The “Empowering Parents” event series brought those school choice success stories to life across consequential media markets, including Washington, D.C., Detroit, Las Vegas, Kansas City, Miami, Tampa, Minneapolis and Baton Rouge. These events paired local advocates and lawmakers with families on the front lines of school choice and generated more than $4.3 million in earned media value.

Step 4: Rally the Base

As momentum grew in Congress, PLUS launched field teams in Missouri, Louisiana and South Carolina to increase pressure on key lawmakers. Through localized outreach, including op-eds, letters to the editor and one-on-one advocacy, the field campaign secured eight earned media placements and 41 direct lawmaker contacts in under two months.

Step 5: Flood the Zone

Ahead of cornerstone legislative moments, including the bill’s markup in the House Ways and Means Committee, PLUS launched a full-scale digital surge to turn up the pressure:

  • Precision media buys: Linear and digital ads blanketed six key states, targeting persuadable audiences where they mattered most
  • Direct mobilization: Peer-to-peer texting and patch-through calls connected thousands of advocates with their lawmakers, generating over 51,000 letters and 540,000 calls to Congress
  • Supporter reactivation: Smart email sequences kept supporters warm, engaged and ready to take action again

This wasn’t just noise. It was coordinated firepower. The campaign added volume, urgency and an undeniable presence at the exact moment it was needed most.        
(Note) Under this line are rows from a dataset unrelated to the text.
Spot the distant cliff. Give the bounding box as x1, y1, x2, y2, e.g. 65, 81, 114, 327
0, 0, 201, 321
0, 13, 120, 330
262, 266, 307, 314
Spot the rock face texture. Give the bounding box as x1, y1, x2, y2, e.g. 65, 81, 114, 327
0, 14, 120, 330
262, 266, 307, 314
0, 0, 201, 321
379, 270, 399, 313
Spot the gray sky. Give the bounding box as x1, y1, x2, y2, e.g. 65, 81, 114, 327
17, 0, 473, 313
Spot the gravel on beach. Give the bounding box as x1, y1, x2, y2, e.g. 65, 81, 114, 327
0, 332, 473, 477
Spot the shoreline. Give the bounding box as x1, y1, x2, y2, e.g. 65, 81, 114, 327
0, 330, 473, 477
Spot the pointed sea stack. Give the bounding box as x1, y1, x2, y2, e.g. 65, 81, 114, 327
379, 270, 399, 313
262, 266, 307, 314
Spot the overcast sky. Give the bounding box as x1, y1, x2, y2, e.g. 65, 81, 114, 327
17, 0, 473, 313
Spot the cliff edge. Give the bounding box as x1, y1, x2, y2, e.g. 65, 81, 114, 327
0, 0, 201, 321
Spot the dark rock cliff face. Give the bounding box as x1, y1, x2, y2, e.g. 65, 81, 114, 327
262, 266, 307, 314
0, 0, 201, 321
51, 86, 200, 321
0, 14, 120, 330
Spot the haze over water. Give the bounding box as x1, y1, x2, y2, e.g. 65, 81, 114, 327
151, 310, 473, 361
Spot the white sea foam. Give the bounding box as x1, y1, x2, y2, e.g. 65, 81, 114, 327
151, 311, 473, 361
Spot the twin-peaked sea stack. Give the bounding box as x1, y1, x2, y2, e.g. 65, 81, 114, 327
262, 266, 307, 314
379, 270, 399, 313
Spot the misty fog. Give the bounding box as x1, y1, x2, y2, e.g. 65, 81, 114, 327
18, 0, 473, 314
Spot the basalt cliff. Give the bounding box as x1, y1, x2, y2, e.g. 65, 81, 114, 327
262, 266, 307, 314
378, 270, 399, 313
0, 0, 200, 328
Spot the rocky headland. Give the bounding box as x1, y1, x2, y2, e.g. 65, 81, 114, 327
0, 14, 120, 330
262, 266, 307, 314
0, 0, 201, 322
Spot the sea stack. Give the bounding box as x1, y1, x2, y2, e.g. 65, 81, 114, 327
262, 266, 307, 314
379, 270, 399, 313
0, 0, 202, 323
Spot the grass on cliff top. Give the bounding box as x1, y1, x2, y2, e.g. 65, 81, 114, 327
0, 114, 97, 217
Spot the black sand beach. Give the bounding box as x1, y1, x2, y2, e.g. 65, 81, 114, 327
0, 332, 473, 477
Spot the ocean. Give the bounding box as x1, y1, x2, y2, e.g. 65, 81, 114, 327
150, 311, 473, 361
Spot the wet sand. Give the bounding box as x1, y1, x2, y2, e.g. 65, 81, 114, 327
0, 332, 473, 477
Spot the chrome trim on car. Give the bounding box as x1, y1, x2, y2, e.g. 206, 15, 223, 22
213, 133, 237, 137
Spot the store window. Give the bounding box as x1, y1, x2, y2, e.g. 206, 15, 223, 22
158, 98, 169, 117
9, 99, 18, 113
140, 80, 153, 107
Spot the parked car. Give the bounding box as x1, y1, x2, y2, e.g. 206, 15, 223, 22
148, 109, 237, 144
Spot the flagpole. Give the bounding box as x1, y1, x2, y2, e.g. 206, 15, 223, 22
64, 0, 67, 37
Step 6: Expand the Echo Chamber

To expand reach and deepen authenticity, PLUS partnered with 50+ creators, from mom-fluencers to conservative voices, who posted bespoke content across platforms. Their combined audience of 29 million helped drive over 50,000 users to the campaign site and generated more than 16 million impressions. These creators became trusted messengers, delivering our story in channels where traditional ads couldn’t go.

Step 7: Clarify the Close

In the final stretch, we launched a “Get the Facts” advertising series designed to debunk misinformation and strengthen support. Animated Facebook and Google Search ads delivered fast, factual clarity about what the ECCA would and wouldn’t do, reinforcing confidence and locking in key districts as the vote approached.


Results

This campaign helped deliver a historic victory: the first-ever federal school choice legislation was passed and signed into law. A version of the Educational Choice for Children Act was included in the One Big Beautiful Bill Act, which President Donald Trump signed on July 4, 2025, now honored by advocates as Parental Independence Day.

What had once been seen as politically impossible became reality. The Invest in Education Coalition, with PLUS as its campaign lead, transformed a decade-long policy goal into a national law backed by families, powered by engaging content and driven by strategy.

This wasn’t just a campaign. It was a movement and one of the most consequential education victories of this generation. PLUS didn’t just help make it happen. We helped make it matter for millions of students and their parents.